Hadi (2013) mengatakan, faktor-faktor yang mampu membangun keberdayaan penilaian manfaat pemberdayaan melalui kegiatan TJS perusahaan perusahaan meliputi keberdayaan penilaian hasil pemberdayaan, partisipasi masyarakat, persepsi tentang ragam penerima manfaat pemberdayaan, persepsi tentang dinamika kelompok, persepsi tentang TJS perusahaan, dukungan dalam perusahaan, dukungan pemerhati perusahaan, persepsi tentang dukungan pemerintah, persepsi tentang kinerja TJS perusahaan, dan informasi TJS perusahaan.

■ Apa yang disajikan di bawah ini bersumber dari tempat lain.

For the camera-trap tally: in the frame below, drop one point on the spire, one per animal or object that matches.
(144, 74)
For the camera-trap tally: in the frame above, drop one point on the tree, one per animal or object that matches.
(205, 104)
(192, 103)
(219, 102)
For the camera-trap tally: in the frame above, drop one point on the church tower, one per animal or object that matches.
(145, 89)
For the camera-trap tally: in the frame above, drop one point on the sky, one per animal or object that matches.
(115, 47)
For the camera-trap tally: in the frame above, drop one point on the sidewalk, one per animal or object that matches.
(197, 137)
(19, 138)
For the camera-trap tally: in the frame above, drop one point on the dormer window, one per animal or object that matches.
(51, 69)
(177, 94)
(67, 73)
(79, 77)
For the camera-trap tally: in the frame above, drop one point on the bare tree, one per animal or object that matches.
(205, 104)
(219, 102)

Soesilowati et al. (2011) mengungkapkan kendala eksternal yang terjadi dalam program TJS perusahaan bersumber dari perbedaan kultur organisasi pemerintah dan swasta serta keberadaan cuaca ekstrem, sedangkan kendala internal bersumber dari tingkat pengetahuan petani.

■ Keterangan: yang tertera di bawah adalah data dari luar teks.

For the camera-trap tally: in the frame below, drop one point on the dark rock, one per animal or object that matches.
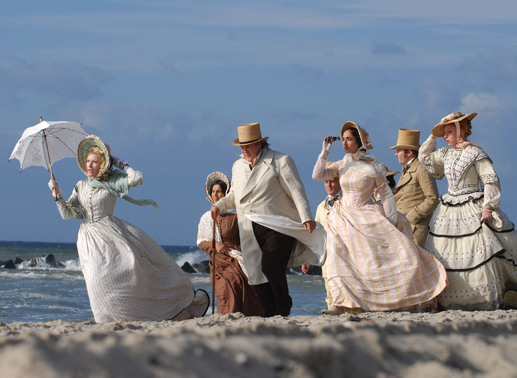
(188, 268)
(9, 264)
(314, 270)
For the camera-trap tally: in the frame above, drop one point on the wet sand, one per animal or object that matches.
(444, 344)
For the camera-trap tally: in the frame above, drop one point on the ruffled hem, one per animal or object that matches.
(479, 289)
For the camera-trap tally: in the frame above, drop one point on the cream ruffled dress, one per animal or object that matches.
(480, 257)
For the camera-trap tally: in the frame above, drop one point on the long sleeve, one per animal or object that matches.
(492, 196)
(387, 199)
(430, 190)
(292, 184)
(432, 160)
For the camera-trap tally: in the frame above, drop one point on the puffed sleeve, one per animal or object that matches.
(70, 208)
(432, 160)
(489, 183)
(228, 202)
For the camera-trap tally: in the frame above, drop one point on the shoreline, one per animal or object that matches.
(391, 344)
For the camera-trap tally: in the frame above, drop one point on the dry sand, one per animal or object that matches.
(445, 344)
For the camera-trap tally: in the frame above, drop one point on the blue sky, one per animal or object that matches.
(166, 83)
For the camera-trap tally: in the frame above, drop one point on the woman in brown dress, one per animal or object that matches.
(234, 294)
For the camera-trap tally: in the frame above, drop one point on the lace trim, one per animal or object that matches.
(457, 200)
(457, 161)
(497, 254)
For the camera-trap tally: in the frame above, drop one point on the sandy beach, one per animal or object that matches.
(444, 344)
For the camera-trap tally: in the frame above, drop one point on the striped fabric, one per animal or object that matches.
(370, 263)
(127, 274)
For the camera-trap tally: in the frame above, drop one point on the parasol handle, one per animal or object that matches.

Estafianto (2014) mengungkapkan bahwa program TJS perusahaan di Desa Ledok dilaksanakan mengunakan perencanaan top down. Program TJS berdampak pada empat bidang garapan (pendidikan, ekonomi, kesehatan, lingkungan dan infrastruktur). Suwandi et al. (2013) menjelaskan, komitmen dan strategi perusahaan adalah faktor yang menentukan dalam keberhasilan praktik TJS perusahaan. Praktik TJS perusahaan telah memberikan kontribusi terhadap kondisi ekonomi dan sosial masyarakat.

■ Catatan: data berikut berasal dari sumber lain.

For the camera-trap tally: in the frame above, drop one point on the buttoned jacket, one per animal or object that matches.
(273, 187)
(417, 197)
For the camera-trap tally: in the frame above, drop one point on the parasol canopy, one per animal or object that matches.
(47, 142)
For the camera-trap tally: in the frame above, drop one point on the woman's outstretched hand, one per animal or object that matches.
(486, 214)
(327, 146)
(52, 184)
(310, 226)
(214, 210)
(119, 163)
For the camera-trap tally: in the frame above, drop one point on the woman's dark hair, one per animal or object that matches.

Berdasarkan beberapa referensi dari penelitian terdahulu—mengenai berbagai pendekatan komunikasi dan tanggung jawab sosial perusahaan, diperoleh kesimpulan bahwa perbedaan konsep penelitian dari berbagai penelitian terdahulu adalah penelitian ini ingin melihat model komunikasi program TJS perusahaan di desa binaan Indocement. Perbedaan juga disebabkan oleh sumber referensi yang digunakan peneliti, fokus obyek penelitiannya, dan sudut pandang dari masing- masing peneliti. Peneliti menyimpulkan dari berbagai variasi hasil penelitian terdahulu bahwa model komunikasi merupakan komunikasi dilakukan dengan berbagai pendekatan untuk menampung aspirasi dan merefleksikannya dalam tindakan nyata.

Kebaruan

Penelitian pada disiplin ilmu komunikasi, khususnya komunikasi pembangunan dan pemberdayaan masyarakat, memiliki berbagai peranan penting, baik untuk pengembangan keilmuan maupun pengembangan praktik komunikasi. Terkait pengembangan keilmuan, penelitian menghasilkan teori-teori komunikasi yang digunakan dalam penelitian-penelitian selanjutnya serta dipelajari di ruang akademis. Melalui pengembangan praktik, penelitian komunikasi seperti konsumsi media, respons konsumen, komunikasi antarbudaya, dan sebagainya dapat berguna bagi praktisi di bidang periklanan, jurnalisme, hubungan masyarakat, industri kreatif, dan juga penyiaran. Penelitian komunikasi juga dapat berguna bagi pengambilan kebijakan di bidang politik, ekonomi, dan sosial budaya.

Penelitian ini berbeda dari beberapa penelitian sebelumnya. Kebaruan (novelty) terletak pada cara merumuskan model pendekatan komunikasi program TJS perusahaan dilihat dari karakteristik masyarakat penerima manfaatnya. Jika penelitian sebelumnya melihat sisi implemetasi program TJS perusahaan sebagai indikator peningkatan citra perusahaan, penelitian ini melihat saluran dan pendekatan komunikasi program TJS perusahaan dari karakteistik penerima manfaat untuk mendukung keberdayaan masyarakat. Kebaruan lain yang terdapat pada penelitian ini adalah model komunikasi yang digunakan adalah pendekatan komunikasi yang memang menjadi ciri khas (signature) dari Indocement. Kebaruan lain yang terdapat dalam penelitian adalah integrasi partial least square (PLS) dengan house model. Penelitian diharapkan juga berhasil membangun house model yang dapat memberikan kontribusi terhadap keberhasilan program TJS perusahaan melalui model komunikasi yang dapat memberdayakan masyarakat sekitar.